Except as set forth in Section 7, nothing in these Terms of Sale shall be deemed to convey any intellectual property right to Buyer in and to the Hardware, Firmware, Looq Platform, or any other technology of Looq or its licensors. Buyer agrees that (although Looq may request that Buyer contribute towards the design and development of its products), as between the parties, Looq is the sole owner of all intellectual property rights in and to the Hardware and other property described in this Section.
(a) Buyer’s failure to perform any of Buyer’s obligations hereunder including, without limitation, the payment in full of the purchase price for the Hardware, shall constitute default under these Terms of Sale.
(b) Buyer represents and warrants that Buyer is not located in, domiciled in, a resident of, controlled by the government of, or organized under the laws of a country or region that is subject to a U.S. government embargo (currently (for reference only), Crimea, Cuba, Iran, North Korea, Syria, Russia and Venezuela); and (b) Buyer is not on or, directly or indirectly, owned, in whole or part, by any person or persons on the U.S. Treasury Department’s List of Specially Designated Nationals and Blocked Persons or any other U.S. government list of parties with respect to which transactions are forbidden or restricted. Buyer shall not export, re-export, import, or transfer the Hardware in violation of U.S. law or in any manner that is forbidden for U.S. citizens, including, without limitation, transfer to a country or region that is subject to a U.S. government embargo, and Buyer shall not assist or facilitate others in doing any of the foregoing
(c) A waiver of any condition or default is not a waiver of any subsequent default.
(d) Buyer may not assign or otherwise transfer any rights hereunder without Looq’s prior written consent, and any attempt to do so without consent is void. These Terms of Sale are binding upon and for the benefit of the respective successors and assigns of Looq.
(e) If any provision of these Terms of Sale is unlawful, void, or for any reason unenforceable, then that provision shall be deemed severable from these Terms of Sale and shall not affect the validity and enforceability of any remaining provisions.

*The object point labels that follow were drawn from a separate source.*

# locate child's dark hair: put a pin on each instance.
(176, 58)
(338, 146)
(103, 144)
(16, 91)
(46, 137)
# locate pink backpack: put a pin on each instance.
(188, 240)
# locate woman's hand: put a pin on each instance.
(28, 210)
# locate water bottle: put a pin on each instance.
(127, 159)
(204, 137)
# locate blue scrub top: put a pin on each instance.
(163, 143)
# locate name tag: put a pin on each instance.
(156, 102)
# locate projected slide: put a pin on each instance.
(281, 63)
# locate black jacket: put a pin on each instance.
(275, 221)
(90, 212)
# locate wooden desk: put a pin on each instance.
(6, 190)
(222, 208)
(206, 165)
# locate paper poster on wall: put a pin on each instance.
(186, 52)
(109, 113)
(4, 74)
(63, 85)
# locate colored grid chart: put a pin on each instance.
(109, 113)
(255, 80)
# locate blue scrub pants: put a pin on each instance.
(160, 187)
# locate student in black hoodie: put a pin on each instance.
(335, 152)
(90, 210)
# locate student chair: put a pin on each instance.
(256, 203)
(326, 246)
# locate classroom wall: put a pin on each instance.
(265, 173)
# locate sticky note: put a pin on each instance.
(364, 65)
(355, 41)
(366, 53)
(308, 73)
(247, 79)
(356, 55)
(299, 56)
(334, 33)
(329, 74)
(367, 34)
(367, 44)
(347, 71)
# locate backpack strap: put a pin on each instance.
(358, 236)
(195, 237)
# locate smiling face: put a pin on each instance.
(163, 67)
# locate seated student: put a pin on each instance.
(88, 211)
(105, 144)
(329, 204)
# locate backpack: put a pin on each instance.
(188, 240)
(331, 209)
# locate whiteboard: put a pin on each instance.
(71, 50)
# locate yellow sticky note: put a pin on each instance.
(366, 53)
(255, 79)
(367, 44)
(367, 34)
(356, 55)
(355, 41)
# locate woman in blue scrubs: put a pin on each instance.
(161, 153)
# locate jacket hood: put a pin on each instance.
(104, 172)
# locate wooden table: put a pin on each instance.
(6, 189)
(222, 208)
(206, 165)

(f) Notwithstanding anything to the contrary in Section 1, these Terms of Sale do not govern: (i) any use of the Looq Platform that communicates with Hardware and processes Camera imagery to produce 3D models, which use is governed by the Looq Platform Services Agreement.
(g) Unless otherwise specified herein, all notices, invoices and other communications required or permitted to be given or made hereunder shall be in writing and: (i) if to Looq, delivered personally or sent by pre-paid, first class certified or registered mail, return receipt requested or by overnight courier, to Looq AI DBA Looq, , Attn: Legal Notices; or (ii) if to Buyer, by email or by posting a notice to Buyer’s account in the Looq Platform.
(h) Except as provided in Section 1, any changes in these Terms of Sale are not valid unless in a writing signed by an officer of Looq. Preprinted terms on or attached to any order Buyer issues hereunder and all other separate terms and/or documents introduced after the acceptance of this Agreement or the performance of Services or delivery of the Hardware, even if signed by Looq, shall be null and void and of no effect without a mutually signed amendment hereto expressly citing this Agreement.
(i) Buyer acknowledges that Buyer has read these Terms of Sale, understands them, and agrees to all terms and conditions in these Terms of Sale.
(j) A person who is not a party to these Terms of Sale shall not have any rights to enforce its terms.